Domenica In…disponente
E’ in generale il clima ad essere ostile nel programma: i già citati applausi artificiosi, le voci sovrapposte delle sorelle, la mancanza di calore nella costruzione degli spazi (cfr. le poltroncine delle zie nelle scene collettive), la generale sensazione di pauperismo svedese – che in sé ci starebbe anche bene contro certi barocchismi che hanno fatto il loro tempo, ma che non viene colmato da null’altro se non da applausi, applausi, applausi, applausi, urletti, applausi, applausi, applausi – non aiutano a creare una connessione col pubblico a casa. Non aiuta neanche una regia incerta, che insegue ma non racconta, vittima anche di un audio che spesso lascia microfoni aperti e svela un backstage che è bene resti nascosto.
Domenica In…certa
Casa Parodi, insomma, non riesce nell’ambiziosa missione di diventare il salotto degli italiani.

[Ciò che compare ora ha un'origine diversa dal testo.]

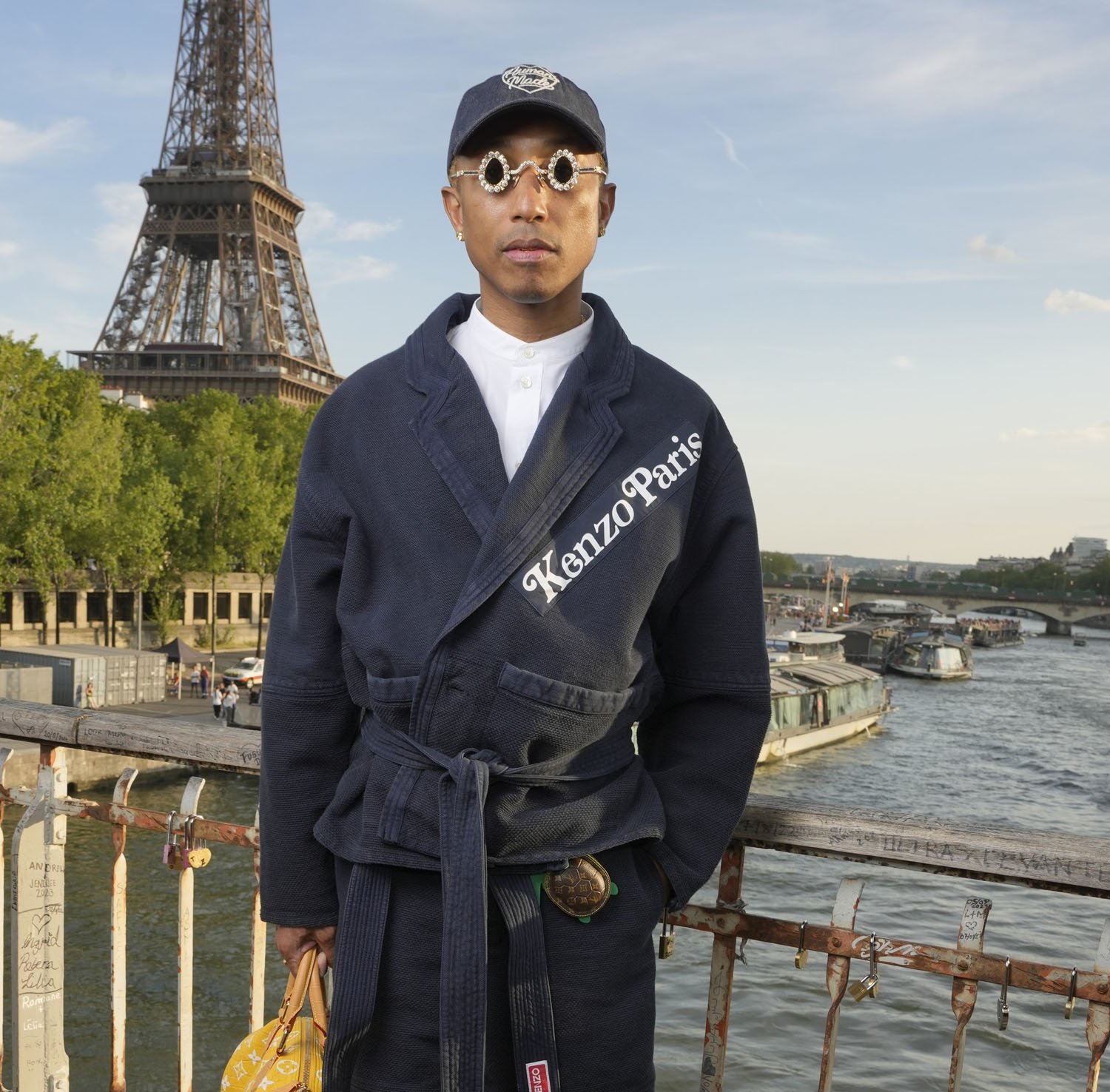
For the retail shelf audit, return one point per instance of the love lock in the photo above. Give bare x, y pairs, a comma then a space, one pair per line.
195, 856
868, 985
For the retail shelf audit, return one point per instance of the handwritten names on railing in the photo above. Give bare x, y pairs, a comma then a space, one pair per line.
1043, 860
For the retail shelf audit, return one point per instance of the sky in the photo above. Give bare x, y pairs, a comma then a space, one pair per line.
876, 232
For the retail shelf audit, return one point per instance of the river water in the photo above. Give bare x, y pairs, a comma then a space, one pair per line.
1023, 745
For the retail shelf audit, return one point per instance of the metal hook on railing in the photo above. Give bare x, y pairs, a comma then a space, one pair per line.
1069, 1005
801, 956
1003, 1007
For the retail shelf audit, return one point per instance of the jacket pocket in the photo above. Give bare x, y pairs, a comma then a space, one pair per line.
562, 695
391, 698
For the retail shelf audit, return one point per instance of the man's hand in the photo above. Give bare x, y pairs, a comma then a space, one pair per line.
293, 941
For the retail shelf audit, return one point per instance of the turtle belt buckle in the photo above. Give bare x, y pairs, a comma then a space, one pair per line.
581, 889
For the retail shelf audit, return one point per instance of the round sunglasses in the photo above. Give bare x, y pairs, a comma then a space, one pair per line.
562, 172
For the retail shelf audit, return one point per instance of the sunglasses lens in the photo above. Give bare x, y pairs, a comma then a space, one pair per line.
494, 172
562, 170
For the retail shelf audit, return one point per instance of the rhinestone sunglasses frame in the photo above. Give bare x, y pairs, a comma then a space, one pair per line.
546, 175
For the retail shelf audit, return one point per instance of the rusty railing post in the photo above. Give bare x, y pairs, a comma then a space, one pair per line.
721, 974
38, 934
119, 926
1098, 1014
189, 801
837, 974
965, 991
255, 1016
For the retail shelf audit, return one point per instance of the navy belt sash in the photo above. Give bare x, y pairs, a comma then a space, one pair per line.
463, 790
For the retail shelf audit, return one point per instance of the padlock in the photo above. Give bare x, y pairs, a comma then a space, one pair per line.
1003, 1008
195, 856
868, 985
171, 852
801, 957
666, 943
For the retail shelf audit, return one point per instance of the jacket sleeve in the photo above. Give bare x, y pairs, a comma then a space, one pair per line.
702, 741
309, 721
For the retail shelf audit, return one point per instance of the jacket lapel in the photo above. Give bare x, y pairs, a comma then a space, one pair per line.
454, 426
574, 437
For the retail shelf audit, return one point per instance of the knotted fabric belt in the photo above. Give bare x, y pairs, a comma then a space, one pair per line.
463, 790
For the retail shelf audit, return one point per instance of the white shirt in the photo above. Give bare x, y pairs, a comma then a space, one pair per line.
517, 379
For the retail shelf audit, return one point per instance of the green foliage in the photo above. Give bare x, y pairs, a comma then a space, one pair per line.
777, 566
201, 485
1043, 577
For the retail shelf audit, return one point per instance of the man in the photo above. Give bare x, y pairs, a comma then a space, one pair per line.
515, 539
230, 701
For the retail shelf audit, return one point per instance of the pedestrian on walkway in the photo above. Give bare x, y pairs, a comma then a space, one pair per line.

Ci si sente, piuttosto, a casa della suocera, al primo invito a pranzo, di quelli che servono a superare l’esame della famiglia.
Settimana dopo settimana, poi, cambiano i set, cambiano le sedute, arrivano le panchine, si girano le poltrone: a proposito di casa, è come trovarsi in un appartamento nuovo, con del mobilio recuperato da una serie di traslochi che si cerca di piazzare nel modo migliore per rendere l’ambiente accogliente e invitante; si finisce per farlo ruotare continuamente alla ricerca della combinazione vincente. Ma se non c’è un’idea di design, o ci sono troppe voci a voler parlare, non c’è combinazione che tenga: la casa non viene come si vorrebbe. Magari bisogna decidere uno stile e, nel caso, buttare qualcosa.
Il potenziale per una domenica narrativamente interessante e di stile c’è, ma al momento è tutto sprecato sull’altare di una leggerezza che passa per un’ilarità ingiustificata, di un entusiasmo fittizio e di gag che definirei offensive (cfr. imitazione della Nannini) che finiscono per togliere tempo agli artisti ospiti.
C’è ancora tanto lavoro da fare. Sarà un autunno difficilissimo (cit.).